The report examines how central banks and other supervisory institutions are leveraging AI for policy purposes. It offers a brief discussion of core AI concepts relevant to public authority use cases, focusing in particular on ML. It then provides examples of how central banks and supervisory authorities are already using big data and ML in four key areas: (i) information collection and the compilation of official statistics; (ii) macroeconomic and financial analysis; (iii) oversight of payment systems; and (iv) supervision and financial stability analysis.

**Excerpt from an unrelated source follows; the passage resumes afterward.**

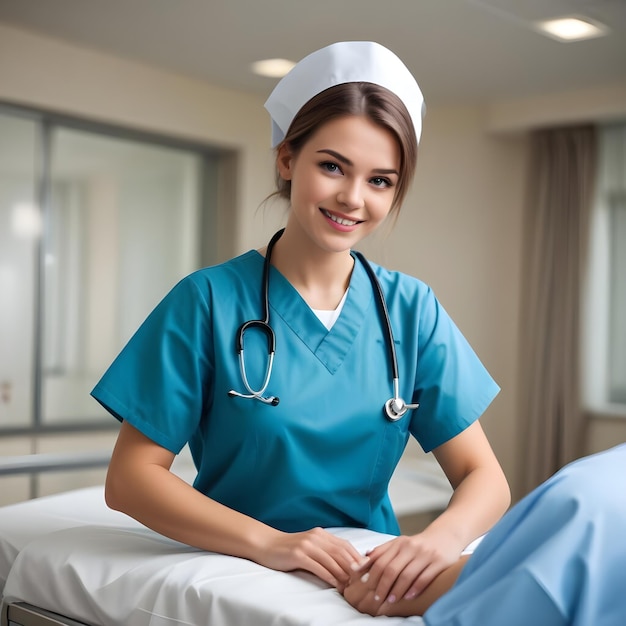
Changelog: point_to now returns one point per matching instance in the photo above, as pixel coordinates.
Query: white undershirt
(328, 318)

Finally, the report stresses that, despite AI’s significant potential to enhance policymaking, the effective use of gen AI requires a number of challenges to be addressed. These range from data governance to investing in human capital and information technology (IT) infrastructure. A key lesson is that collaboration and the sharing of experiences emerge as important avenues for central banks, in particular by exploiting economies of scale and reducing the demands on IT infrastructure and human capital.

Why Relevant to You?

The report highlights how central banks and regulators are increasingly using AI to enhance monetary policy, financial stability oversight, and supervisory processes. This shift affects how data is collected, analyzed, and acted upon – potentially influencing interest rates, compliance expectations, and risk assessments.

 


 

ARTICLE THREE

­Is AI Persuadable?

ARTIFICIAL INTELLIGENCE | Geng, J., et al. | November 2025 | Paper

Important Findings

This paper is important because it reveals that large language models can alter their internal beliefs simply through continued exposure to new information or dialogue. This finding challenges the common assumption that model outputs remain stable once training ends. It highlights a new dimension of AI behaviour which has implications for safety, reliability, and long-term alignment.

Why Relevant to You?

The paper is relevant for investment practitioners because it shows that large language models can change their internal beliefs simply through repeated exposure to information. Many investment firms increasingly rely on these models for research, market analysis, and decision support, meaning such shifts could unintentionally alter insights or recommendations over time. This “belief drift” creates potential risks for portfolio decisions, risk assessments, and automated reporting if outputs become inconsistent or misaligned with investment principles.

 


 

ARTICLE FOUR

The Hidden Curriculum > How AI Could Trigger Social Mobility

ARTIFICIAL INTELLIGENCE | University of Chicago, UC Berkeley | 11_2025 | Paper

Important Findings

This paper shows the impact of the hidden curriculum on educational outcomes. It highlights that first-gen college students don’t realize a lot of unwritten rules that lead to success – the value of internships, student clubs, letters from professors. But giving them access to an LLM for guidance significantly closes the gap.

Why Relevant to You?

Elaborates on AI as advisor on detecting patterns unseen for the user at first. 

 


 

ARTICLE FIVE

AI With Zero Effects on US Labour Market 2022-25

ARTIFICIAL INTELLIGENCE­ | Yale University | 10_2025 | Paper

Important Findings

The changes in jobs from AI, that do exist are small and often began before generative AI appeared. This study measures job shifts with something called a dissimilarity index, which checks how much the mix of jobs changes compared to a starting point. Across 33 months since Nov-22, the index has moved only a little faster than in the computer and internet eras, about 1% higher than the early internet period. Some US industries like Information, Financial Activities, and Professional and Business Services show more movement, but these were already changing before.

Why Relevant to You?

Currently, measures of exposure, automation, and augmentation show no sign of being related to changes in employment or unemployment.